Siemens ist eine strategische Partnerschaft mit Xometry eingegangen, dem globalen, KI-nativen Marktplatz, der Käufer und Lieferanten von maßgeschneiderter Herstellung verbindet.(Bild:  Siemens)
Siemens ist eine strategische Partnerschaft mit Xometry eingegangen, dem globalen, KI-nativen Marktplatz, der Käufer und Lieferanten von maßgeschneiderter Herstellung verbindet.
(Bild: Siemens)

Siemens erweitert damit seine Design-to-Source-Intelligenz über die Elektronik hinaus auf Standard- und Sonderteile im mechanischen Bereich. Begleitend tätigt Siemens eine Minderheitsinvestition von rund 50 Mio. US-Dollar in Xometry.Die Integration verbindet Xometrys Marktplatz und das nordamerikanische Thomas-Beschaffungsnetzwerk mit der Siemens Designcenter-Software und Supplyframe. Siemens-Kunden erhalten ohne zusätzliche Logins in ihren bestehenden Workflows Echtzeit-Feedback zur Herstellbarkeit, Fertigungsoptionen, Preisen und Lieferzeiten. Mit dem Fortschritt der Entwicklung entsteht durchgängige Transparenz bis in die Ausführung – von der digitalen Absicht zur physischen Produktion mit weniger Übergaben.

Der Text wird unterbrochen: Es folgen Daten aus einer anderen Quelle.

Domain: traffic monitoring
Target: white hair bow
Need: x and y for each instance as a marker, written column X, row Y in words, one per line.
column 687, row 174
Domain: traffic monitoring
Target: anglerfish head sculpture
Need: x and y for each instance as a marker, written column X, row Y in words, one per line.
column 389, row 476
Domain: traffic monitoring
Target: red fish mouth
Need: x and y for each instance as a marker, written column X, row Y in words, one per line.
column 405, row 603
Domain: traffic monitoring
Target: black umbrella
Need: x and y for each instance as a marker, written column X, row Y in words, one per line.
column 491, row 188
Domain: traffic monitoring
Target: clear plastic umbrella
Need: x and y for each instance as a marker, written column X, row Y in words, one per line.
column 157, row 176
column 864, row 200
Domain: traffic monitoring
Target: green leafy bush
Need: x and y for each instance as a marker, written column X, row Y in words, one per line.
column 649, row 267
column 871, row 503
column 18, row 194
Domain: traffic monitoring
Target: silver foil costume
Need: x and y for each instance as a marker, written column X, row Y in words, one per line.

Xometry hat seine Plattform auf Millionen von Teiledateien, Designfeedback von realen Herstellern und Produktionsergebnissen über ein globales Lieferantennetzwerk von mehr als 5.000 aktiven Lieferanten aufgebaut. (Bild:  Bild mit freundlicher Genehmigung von Xometry Inc)
Xometry hat seine Plattform auf Millionen von Teiledateien, Designfeedback von realen Herstellern und Produktionsergebnissen über ein globales Lieferantennetzwerk von mehr als 5.000 aktiven Lieferanten aufgebaut.
(Bild: Bild mit freundlicher Genehmigung von Xometry Inc)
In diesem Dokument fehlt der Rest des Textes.